Masta Ace, MF DOOM: MA_DOOM: Son Of Yvonne [Fat Beats]

1990s rap legend Masta Ace rhymes about his Brownsville childhood over MF Doom’s throwback beats. Big Daddy Kane (!) and Doom guest on “Think I Am,” which revisits Doom’s own “Who You Think I Am,” from his 1999 album Operation: Doomsday (same killer Yusef Lateef sample too). Listen to “Slow Down” on SoundCloud.


Various Artists: Light In The Attic 10 Year Anniversary Single Series [Light In The Attic]

Limited edition 7″ singles featuring covers of LITA artists backed with the original track. They’re all burners, but standouts include Ariel Pink and Dam Funk‘s smoldering take on Donnie & Joe Emerson‘s soul-pop masterpiece “Baby,” Charles Bradley and The Menahan Street Band‘s wrenchingly soulful cover of “I’ll Slip Away” by comeback kid of the year Rodriguez, and a stunning take on Wendy Rene‘s classic “After The Laughter Come Tears” by Sweet Tea [Alex Maas of The Black Angels, and Erika Wennerstrom of Heartless Bastards]. Stream the latter here.


Matsuki Ayumu: One Billion Year Record [Ample Play]

Q: What would happen if The Apples In Stereo had recorded Fun Trick Noisemaker in Tokyo, Japan?

A: This double-album whopper of fun Lo-Fi Psychedelic Indie Pop, issued by Cornershop’s label. We don’t know Japanese, but we dig fuzzy Elephant Six sounds and kitchen-sink instrumentation. Stream it via SoundCloud.


Dean Blunt & Inga Copeland:  Black Is Beautiful [Hyperdub]

Formerly known as Hype Williams, this mysterious duo has made have one of the most enigmatic albums of the year with Black Is Beautiful, a post-modern collection of sonic vignettes that incorporates Dub, distortion, drum machine rhythms, abstract Electronica, free Jazz, ambient sounds, Lo-Fi R&B and Pop, but nevertheless maintains a strong emotional core. As an added bonus, they also cover Donnie & Joe Emerson’s “Baby” [“2”].


Badknight:  It’s Alright [GHouse]

If you like delicate string-laden Nick Drake-like Folk, put an ear to Bostonians Emily Lenae (vocals) and Devin McKnight (guitar).
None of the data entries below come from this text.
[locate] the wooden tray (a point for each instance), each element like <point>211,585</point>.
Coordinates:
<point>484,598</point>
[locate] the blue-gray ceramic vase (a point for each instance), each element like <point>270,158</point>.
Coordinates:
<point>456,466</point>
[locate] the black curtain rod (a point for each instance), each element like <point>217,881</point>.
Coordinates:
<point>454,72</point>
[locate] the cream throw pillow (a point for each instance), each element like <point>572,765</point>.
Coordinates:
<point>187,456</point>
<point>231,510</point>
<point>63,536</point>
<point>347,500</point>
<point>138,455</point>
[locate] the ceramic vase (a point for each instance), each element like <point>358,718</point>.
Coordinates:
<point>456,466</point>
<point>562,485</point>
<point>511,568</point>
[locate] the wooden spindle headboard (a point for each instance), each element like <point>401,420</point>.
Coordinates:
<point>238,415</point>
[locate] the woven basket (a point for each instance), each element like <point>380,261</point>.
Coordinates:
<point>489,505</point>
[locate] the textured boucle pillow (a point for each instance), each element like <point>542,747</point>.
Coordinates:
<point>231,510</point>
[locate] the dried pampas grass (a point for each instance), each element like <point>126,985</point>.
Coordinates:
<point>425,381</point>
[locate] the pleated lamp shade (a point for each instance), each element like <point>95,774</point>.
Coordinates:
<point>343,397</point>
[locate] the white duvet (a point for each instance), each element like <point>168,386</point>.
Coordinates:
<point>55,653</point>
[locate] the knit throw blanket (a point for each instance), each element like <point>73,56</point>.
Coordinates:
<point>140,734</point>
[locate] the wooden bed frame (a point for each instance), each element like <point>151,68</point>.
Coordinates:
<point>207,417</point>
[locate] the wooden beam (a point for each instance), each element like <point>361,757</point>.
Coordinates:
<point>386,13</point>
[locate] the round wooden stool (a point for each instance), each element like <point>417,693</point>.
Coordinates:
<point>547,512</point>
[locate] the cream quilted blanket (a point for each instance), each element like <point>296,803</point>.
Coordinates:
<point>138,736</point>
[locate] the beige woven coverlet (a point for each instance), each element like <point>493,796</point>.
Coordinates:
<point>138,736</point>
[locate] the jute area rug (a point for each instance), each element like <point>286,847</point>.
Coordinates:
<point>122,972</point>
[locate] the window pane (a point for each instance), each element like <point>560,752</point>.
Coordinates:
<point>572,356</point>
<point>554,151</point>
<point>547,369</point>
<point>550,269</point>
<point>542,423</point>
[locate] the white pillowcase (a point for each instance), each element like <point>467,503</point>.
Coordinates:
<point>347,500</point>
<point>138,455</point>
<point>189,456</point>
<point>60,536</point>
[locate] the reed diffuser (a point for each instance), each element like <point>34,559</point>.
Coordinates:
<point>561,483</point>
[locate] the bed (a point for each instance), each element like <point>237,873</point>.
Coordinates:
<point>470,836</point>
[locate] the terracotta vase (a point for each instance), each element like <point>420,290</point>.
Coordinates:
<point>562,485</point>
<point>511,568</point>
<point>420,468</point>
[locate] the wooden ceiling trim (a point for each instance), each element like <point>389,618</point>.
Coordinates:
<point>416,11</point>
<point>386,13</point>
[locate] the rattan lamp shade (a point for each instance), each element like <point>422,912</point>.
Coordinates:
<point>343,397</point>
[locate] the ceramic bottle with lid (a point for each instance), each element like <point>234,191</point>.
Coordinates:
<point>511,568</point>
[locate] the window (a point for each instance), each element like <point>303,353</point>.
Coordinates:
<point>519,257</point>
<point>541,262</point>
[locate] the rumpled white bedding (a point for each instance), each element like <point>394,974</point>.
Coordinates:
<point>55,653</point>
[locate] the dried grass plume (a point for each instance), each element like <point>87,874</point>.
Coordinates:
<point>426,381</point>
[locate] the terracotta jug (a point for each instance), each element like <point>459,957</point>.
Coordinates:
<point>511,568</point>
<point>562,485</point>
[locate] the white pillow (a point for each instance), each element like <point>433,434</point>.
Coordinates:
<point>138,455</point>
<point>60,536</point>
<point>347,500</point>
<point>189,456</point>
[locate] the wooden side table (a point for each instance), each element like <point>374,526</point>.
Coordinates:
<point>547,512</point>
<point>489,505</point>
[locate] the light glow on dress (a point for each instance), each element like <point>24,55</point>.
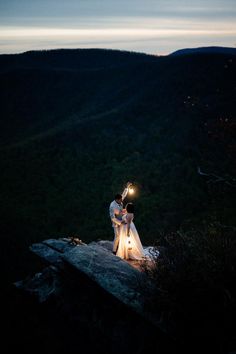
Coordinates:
<point>131,190</point>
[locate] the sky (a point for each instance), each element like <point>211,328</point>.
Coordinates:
<point>150,26</point>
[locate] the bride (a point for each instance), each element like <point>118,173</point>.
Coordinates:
<point>130,246</point>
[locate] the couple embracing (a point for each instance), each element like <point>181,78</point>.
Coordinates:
<point>126,242</point>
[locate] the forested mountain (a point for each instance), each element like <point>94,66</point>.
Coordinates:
<point>76,125</point>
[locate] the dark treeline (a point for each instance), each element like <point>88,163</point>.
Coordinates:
<point>76,125</point>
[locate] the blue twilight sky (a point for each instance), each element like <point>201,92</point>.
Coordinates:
<point>150,26</point>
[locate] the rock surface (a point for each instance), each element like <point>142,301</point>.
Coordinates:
<point>122,279</point>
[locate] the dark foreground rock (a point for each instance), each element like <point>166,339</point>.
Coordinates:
<point>90,299</point>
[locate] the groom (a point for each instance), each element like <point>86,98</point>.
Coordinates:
<point>115,211</point>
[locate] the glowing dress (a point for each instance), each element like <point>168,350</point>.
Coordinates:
<point>130,247</point>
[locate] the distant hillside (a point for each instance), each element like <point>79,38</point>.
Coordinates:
<point>77,124</point>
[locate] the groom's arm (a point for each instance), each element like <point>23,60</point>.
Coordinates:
<point>113,216</point>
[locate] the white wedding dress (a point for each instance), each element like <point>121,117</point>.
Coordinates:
<point>130,247</point>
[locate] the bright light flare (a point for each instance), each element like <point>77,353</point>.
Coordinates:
<point>131,190</point>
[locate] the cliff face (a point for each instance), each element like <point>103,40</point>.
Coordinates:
<point>89,298</point>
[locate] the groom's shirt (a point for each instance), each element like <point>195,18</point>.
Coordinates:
<point>115,210</point>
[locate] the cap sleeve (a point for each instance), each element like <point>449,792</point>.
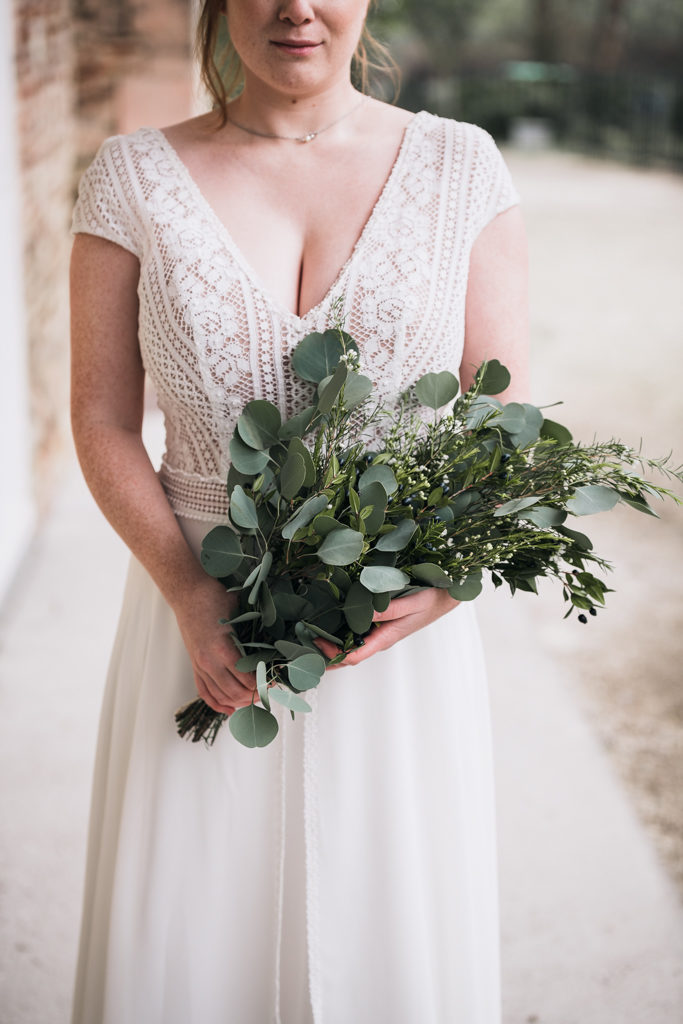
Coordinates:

This seven-song debut snuck out last November, so we’re cheating a bit. Download the standout “Just Like That” for free from their Bandcamp.



Thee Oh Sees / Total Control split [Castle Face Records]

This has been in steady rotation since I saw both bands play two of the more raucous sets in recent memory at 285 Kent last year. San Francisco garage titans Thee Oh Sees deliver four scorching versions of old favorites recorded in a live session that effectively captures the band’s raw, manic on-stage energy. On the flip, Australia’s Total Control play icy but compelling Gothic Synth Punk that nods to influences like Suicide, Swell Maps and Joy Division. Watch the video for Total Control’s “For Lease” here.


Agent Ribbons: Let Them Talk [Antenna Farm]

In 2010, this female duo’s second album Chateau Crone caught our ears with unpredictable hooks that jangled like The Aislers Set and “Kinks-era” Lilys. In September, they issued this digital-only five-song EP to whet appetites for a 2013 full-length. Listen to “Family Haircut” on SoundCloud.



Lee Hazlewood: A House Safe For Tigers [Light In The Attic]

This 1975 album has long stood as one of the Lee Hazlewood‘s most obscure recordings, but it’s on par with some of his finest work. The soundtrack to an equally obscure made-for-television quasi-documentary Hazlewood made as a recluse in early-’70s Sweden, it’s an album that’s majestic, cinematic and uncharacteristically upbeat.


The Twerps: Work It Out 7″ [Underwater Peoples / Chapter Music]

These Australians scratch our Flying Nun itch with a nonchalant breezy breakup kissoff (“Work It Out”), a snotty escapist youth anthem (“He’s In Stock”), and a bittersweet boy-girl duet (“Recall”). Important: not to be confused with these guys, who look like a good time nevertheless. Listen to “Work It Out” via SoundCloud.


U.S. Girls: GEM [FatCat Records]

On her FatCat Records debut, Megham Remy has created a hazy and hallucinatory exploration of ’60s girl group Pop and ‘70s Glam Rock filtered through experimental abstraction, DIY recording techniques, and a marked interest in tweaking gender perspectives. GEM is a pop record that tears away many of the genre’s conventions to get to the heart of its most obsessive, hedonistic, and masochistic impulses. Her cover of Brock Robinson’s “Jack” [video] exemplifies this in spades.